Sanctions Against Economic Freedom
Sanctions Against Economic Freedom
Taking Away Individual Economic Rights
Here is a shocking summary, straight from United Nations reports, highlighting the effects of “sanctions” against people living in Iraq. Thanks to the Iraq Action Coalition for compiling this.
Impact of the 9-Year Sanctions War on the People of Iraq
From UN Reports
Iraq “has experienced a shift from relative affluence to massive poverty. In marked contrast to the prevailing situation prior to the events of 1990-91, the infant mortality rates in Iraq today are among the highest in the world, low infant birth weight affects at least 23% of all births, chronic malnutrition affects every fourth child under five years of age, only 41% of the population have regular access to clean water, 83% of all schools need substantial repairs. The ICRC states that the Iraqi health-care system is today in a decrepit state.

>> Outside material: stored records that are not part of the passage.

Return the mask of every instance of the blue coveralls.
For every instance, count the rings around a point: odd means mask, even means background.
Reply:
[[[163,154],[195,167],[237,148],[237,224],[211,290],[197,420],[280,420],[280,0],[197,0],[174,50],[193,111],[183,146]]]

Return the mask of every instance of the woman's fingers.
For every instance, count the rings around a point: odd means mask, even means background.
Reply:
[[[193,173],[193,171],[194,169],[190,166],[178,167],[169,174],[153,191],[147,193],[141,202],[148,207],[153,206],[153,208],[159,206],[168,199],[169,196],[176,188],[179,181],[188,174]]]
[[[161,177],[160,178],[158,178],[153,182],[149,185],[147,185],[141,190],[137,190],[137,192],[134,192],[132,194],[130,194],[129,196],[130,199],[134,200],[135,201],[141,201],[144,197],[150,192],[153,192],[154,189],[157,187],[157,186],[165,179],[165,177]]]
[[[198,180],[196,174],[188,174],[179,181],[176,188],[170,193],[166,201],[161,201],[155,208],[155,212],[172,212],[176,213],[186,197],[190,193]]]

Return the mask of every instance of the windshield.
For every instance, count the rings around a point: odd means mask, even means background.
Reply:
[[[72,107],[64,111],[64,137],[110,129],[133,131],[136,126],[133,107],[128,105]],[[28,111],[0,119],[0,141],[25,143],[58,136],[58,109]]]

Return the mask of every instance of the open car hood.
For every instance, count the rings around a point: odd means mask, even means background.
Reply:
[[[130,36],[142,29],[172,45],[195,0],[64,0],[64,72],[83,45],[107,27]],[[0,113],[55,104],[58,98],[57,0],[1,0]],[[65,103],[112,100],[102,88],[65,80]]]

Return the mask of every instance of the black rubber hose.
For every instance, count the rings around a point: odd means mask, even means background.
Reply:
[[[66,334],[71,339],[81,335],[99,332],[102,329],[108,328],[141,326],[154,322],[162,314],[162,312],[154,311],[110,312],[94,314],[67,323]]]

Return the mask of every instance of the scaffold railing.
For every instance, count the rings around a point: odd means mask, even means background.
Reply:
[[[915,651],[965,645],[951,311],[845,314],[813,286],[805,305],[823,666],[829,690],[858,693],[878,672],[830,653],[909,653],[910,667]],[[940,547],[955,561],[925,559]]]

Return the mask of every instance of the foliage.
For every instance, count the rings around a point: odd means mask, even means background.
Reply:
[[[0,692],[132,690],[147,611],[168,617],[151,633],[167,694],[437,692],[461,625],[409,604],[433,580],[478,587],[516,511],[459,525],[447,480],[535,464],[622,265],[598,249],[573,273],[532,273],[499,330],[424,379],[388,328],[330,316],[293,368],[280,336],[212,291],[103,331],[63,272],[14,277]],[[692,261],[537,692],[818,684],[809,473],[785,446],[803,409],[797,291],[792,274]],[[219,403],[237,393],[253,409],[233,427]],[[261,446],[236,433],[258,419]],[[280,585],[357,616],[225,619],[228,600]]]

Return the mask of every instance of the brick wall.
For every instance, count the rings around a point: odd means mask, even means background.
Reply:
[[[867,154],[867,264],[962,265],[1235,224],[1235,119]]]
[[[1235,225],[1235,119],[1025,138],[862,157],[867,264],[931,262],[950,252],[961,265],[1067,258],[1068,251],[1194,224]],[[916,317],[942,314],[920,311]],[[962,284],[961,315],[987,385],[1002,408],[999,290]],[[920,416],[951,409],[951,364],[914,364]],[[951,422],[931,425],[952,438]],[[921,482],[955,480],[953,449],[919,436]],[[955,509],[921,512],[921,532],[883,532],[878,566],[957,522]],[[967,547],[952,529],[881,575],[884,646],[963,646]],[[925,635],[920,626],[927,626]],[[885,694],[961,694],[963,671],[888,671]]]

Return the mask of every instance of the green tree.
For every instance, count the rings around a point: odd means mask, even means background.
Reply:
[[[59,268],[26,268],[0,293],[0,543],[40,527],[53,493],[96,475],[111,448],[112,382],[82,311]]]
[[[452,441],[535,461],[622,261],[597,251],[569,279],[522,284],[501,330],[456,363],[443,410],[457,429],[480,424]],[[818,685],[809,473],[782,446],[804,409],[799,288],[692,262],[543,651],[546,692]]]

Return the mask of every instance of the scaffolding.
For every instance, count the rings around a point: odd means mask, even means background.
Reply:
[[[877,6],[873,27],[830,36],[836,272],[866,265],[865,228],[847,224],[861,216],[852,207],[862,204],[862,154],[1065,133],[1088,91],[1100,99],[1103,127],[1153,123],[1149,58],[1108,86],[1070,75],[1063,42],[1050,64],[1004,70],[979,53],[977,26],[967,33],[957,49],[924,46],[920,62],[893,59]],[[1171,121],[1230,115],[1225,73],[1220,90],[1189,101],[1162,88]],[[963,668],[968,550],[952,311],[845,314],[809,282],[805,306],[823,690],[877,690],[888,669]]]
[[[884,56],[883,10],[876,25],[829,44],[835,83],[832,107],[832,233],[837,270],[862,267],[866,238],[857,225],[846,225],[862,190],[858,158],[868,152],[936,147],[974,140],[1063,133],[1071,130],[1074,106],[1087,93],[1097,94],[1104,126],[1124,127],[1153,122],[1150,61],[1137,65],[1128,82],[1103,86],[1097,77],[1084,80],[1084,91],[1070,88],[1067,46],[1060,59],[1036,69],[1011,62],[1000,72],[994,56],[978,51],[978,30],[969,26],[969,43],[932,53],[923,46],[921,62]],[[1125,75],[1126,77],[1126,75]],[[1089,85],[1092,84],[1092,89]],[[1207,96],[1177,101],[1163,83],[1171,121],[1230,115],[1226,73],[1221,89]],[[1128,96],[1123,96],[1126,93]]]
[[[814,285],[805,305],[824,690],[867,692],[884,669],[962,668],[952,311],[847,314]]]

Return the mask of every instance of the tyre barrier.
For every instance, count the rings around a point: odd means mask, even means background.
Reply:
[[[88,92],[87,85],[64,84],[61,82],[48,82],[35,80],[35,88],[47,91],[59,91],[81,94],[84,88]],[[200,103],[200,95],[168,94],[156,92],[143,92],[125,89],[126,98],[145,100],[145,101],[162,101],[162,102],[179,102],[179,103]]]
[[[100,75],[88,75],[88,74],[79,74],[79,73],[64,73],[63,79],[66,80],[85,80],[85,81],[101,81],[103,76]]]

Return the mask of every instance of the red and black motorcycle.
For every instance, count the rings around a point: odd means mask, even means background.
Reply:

UNDP calculates that it would take 7 billion US dollars to rehabilitate the power sector country-wide to its 1990 capacity.” – UN Report on the Current Humanitarian Situation in Iraq, submitted to the Security Council, March 1999
“The humanitarian situation in Iraq will continue to be a dire one in the absence of a sustained revival of the Iraqi economy, which in turn cannot be achieved solely through remedial humanitarian efforts.” – UN Report on the Current Humanitarian Situation in Iraq, submitted to the Security Council, March 1999
“The increase in mortality reported in public hospitals for children under five years of age (an excess of some 40,000 deaths yearly compared with 1989) is mainly due to diarrhea, pneumonia and malnutrition. In those over five years of age, the increase (an excess of some 50,000 deaths yearly compared with 1989) is associated with heart disease, hypertension, diabetes, cancer, liver or kidney diseases.” Approximately 250 people die every day in Iraq due to the effect of the sanctions. – UNICEF, April 1998.
“The Oil-for-Food plan has not yet resulted in adequate protection of Iraq’s children from malnutrition/disease. Those children spared from death continue to remain deprived of essential rights addressed in the Convention of Rights of the Child.” — UNICEF, April 1998.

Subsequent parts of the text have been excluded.